Après une lente agonie, le train de nuit retrouve des couleurs. L’inauguration début décembre des lignes Paris-Berlin et Paris-Aurillac montre que le gouvernement a entendu les appels de la société civile à re-développer cette alternative crédible à l’avion. Reste que pour ne pas retomber dans ses anciens travers, le train de nuit va devoir relever les défis du confort, de la logistique et du modèle économique.
“Je n’avais pas de place en couchette donc j’étais assis, mais on peut déplier les sièges et c’était très confortable” témoigne un voyageur arrivé à 10 h 24 ce jeudi de décembre à la gare de l’Est à Paris. Le sourire dans la voix relève du fait d’armes après quatorze heures passées dans un train de nuit. Car ce voyageur est parti la veille de Berlin avec la liaison nocturne qui a été relancé début décembre. Il est devenu le symbole du renouveau de ces oiseaux de nuit. “Après une mauvaise expérience, il y a dix ans, ce voyage était beaucoup mieux” témoigne une autre voyageuse, “la salle de bain est spacieuse, il y a un petit déjeuner et il y a une personne pour nous aider au moindre souci” énumère-t-elle.
A chaque fois que la SNCF a mis en place une ligne TGV, le train de nuit correspondant a été supprimé
En plus de ce Paris-Berlin, le gouvernement français a également relancé un Paris - Aurillac depuis le début du mois. Il envisage même d’avoir dix lignes de trains de nuit d’ici 2030 contre six actuellement au départ de Paris. Une vraie renaissance après des décennies de lente agonie.
"À partir de 1981 et la mise en circulation de la ligne à grande vitesse entre Paris et Lyon, la SNCF a divisé par deux les temps de parcours et le train de nuit qui partait à minuit de Paris pour arriver à 6h00 à Lyon a donc disparu en même temps l’arrivée du TGV” raconte Eric Boisseau, président de l’association Objectif Train de Nuit. “Ensuite, à chaque fois que la SNCF a mis en place une nouvelle desserte TGV, le train de nuit correspondant a été supprimé” complète-t-il.

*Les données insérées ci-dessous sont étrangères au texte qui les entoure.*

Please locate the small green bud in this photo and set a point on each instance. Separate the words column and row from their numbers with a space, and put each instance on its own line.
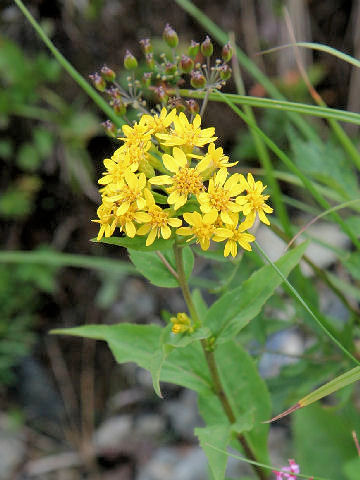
column 197, row 79
column 109, row 128
column 107, row 74
column 192, row 106
column 227, row 52
column 170, row 36
column 146, row 46
column 186, row 64
column 130, row 62
column 98, row 82
column 207, row 47
column 225, row 72
column 193, row 50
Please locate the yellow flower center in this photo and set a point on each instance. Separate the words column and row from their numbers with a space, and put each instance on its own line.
column 187, row 181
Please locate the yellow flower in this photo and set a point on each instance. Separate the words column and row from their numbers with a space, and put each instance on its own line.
column 187, row 134
column 156, row 220
column 234, row 235
column 215, row 158
column 159, row 123
column 201, row 227
column 218, row 198
column 254, row 201
column 185, row 182
column 127, row 193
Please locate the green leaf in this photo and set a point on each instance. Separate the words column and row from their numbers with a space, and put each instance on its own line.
column 136, row 243
column 140, row 343
column 233, row 311
column 323, row 441
column 219, row 436
column 151, row 266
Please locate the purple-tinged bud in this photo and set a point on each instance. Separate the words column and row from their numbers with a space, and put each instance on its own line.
column 227, row 52
column 197, row 80
column 170, row 36
column 150, row 62
column 225, row 72
column 130, row 62
column 119, row 106
column 170, row 68
column 98, row 82
column 192, row 106
column 146, row 80
column 146, row 46
column 193, row 50
column 186, row 64
column 110, row 128
column 207, row 47
column 107, row 74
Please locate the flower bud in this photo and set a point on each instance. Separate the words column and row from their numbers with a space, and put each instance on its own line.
column 197, row 79
column 146, row 46
column 130, row 62
column 227, row 52
column 149, row 58
column 110, row 128
column 192, row 106
column 193, row 49
column 207, row 47
column 225, row 72
column 170, row 36
column 146, row 80
column 186, row 64
column 107, row 74
column 98, row 82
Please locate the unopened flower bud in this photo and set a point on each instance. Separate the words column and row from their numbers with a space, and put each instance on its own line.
column 207, row 47
column 192, row 106
column 193, row 50
column 107, row 74
column 98, row 82
column 146, row 46
column 110, row 128
column 225, row 72
column 130, row 62
column 170, row 36
column 186, row 64
column 197, row 79
column 170, row 68
column 149, row 58
column 227, row 52
column 146, row 80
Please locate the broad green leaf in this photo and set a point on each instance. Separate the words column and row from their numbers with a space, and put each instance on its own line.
column 137, row 243
column 140, row 343
column 219, row 436
column 247, row 394
column 234, row 310
column 323, row 441
column 151, row 266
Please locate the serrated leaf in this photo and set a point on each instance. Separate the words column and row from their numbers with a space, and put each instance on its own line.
column 234, row 310
column 137, row 243
column 150, row 265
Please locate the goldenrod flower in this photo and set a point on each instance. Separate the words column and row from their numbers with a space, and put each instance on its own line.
column 201, row 227
column 159, row 123
column 234, row 235
column 156, row 220
column 185, row 182
column 219, row 196
column 254, row 201
column 187, row 134
column 215, row 158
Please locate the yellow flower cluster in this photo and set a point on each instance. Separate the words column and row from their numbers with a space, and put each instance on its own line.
column 162, row 162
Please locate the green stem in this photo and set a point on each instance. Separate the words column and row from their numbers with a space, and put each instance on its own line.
column 211, row 361
column 79, row 79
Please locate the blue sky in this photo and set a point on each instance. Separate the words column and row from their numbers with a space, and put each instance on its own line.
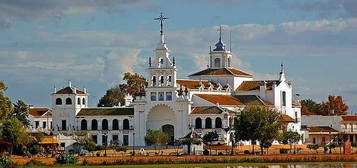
column 92, row 42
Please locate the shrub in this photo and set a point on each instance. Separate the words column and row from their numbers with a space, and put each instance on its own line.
column 34, row 163
column 85, row 162
column 5, row 161
column 121, row 148
column 99, row 147
column 251, row 160
column 34, row 149
column 246, row 152
column 205, row 152
column 284, row 151
column 67, row 159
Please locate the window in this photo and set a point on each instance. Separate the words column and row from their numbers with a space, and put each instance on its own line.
column 161, row 96
column 153, row 96
column 95, row 139
column 115, row 124
column 208, row 122
column 94, row 124
column 125, row 140
column 198, row 123
column 126, row 124
column 284, row 98
column 58, row 101
column 217, row 62
column 37, row 124
column 218, row 122
column 64, row 125
column 168, row 96
column 68, row 101
column 153, row 80
column 115, row 140
column 105, row 124
column 161, row 80
column 105, row 140
column 84, row 125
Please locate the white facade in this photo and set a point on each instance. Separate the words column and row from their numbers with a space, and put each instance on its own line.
column 206, row 102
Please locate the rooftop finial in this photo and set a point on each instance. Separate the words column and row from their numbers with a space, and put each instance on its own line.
column 220, row 32
column 219, row 46
column 282, row 73
column 161, row 18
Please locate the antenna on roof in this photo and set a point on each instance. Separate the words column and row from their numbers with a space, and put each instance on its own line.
column 230, row 41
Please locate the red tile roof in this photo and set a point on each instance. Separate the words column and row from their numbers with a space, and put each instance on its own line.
column 237, row 100
column 220, row 99
column 206, row 110
column 194, row 84
column 39, row 111
column 222, row 71
column 287, row 118
column 69, row 90
column 349, row 118
column 255, row 85
column 105, row 111
column 321, row 129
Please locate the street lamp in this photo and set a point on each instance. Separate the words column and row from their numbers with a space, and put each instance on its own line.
column 132, row 128
column 105, row 135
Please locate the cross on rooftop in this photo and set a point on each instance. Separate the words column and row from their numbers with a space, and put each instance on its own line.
column 161, row 18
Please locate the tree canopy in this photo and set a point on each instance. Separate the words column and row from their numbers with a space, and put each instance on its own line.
column 258, row 123
column 156, row 138
column 134, row 84
column 6, row 107
column 333, row 106
column 21, row 112
column 14, row 132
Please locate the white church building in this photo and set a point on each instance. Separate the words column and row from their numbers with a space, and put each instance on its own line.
column 206, row 101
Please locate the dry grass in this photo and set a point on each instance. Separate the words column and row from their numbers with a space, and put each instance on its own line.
column 127, row 160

Le train de nuit correspond à un besoin que la SNCF ne satisfait pas avec ces TGV
“La concurrence de l’avion low-cost a également été très préjudiciable au train de nuit” ajoute, François Guénard, expert ferroviaire au cabinet Roland Berger. Le modèle est ensuite tombé dans un cercle vicieux. “L’équation économique n’était plus là” résume-t-il. Cette offre, subventionnée par l’État, n’était plus une priorité, ni pour les pouvoirs publics, ni pour la SNCF, la qualité du service a donc diminué en même temps que le nombre de voyageurs. Le coup de grâce intervient avec la mise au rebut en 2017 de la ligne Paris-Nice qui a finalement été relancée par le Premier ministre Jean Castex en 2021.
Selon Eric Boisseau, la demande n’a en réalité jamais disparu. “Les citoyens se sont mobilisés pour demander le retour des trains de nuit”, assure-t-il en référence au collectif Oui au train de nuit qui milite depuis des années, notamment à coup d’opération pyjama dans les gares. “Le train de nuit correspond à un besoin que la SNCF ne satisfait pas avec ces TGV” selon Eric Boisseau. “Au lieu d’un trajet entre 5 h 00 et 8 h 00 certaines personnes préfèrent partir la veille à 22 h 00 et faire une nuit complète dans un train offrant des places couchées” assène-t-il.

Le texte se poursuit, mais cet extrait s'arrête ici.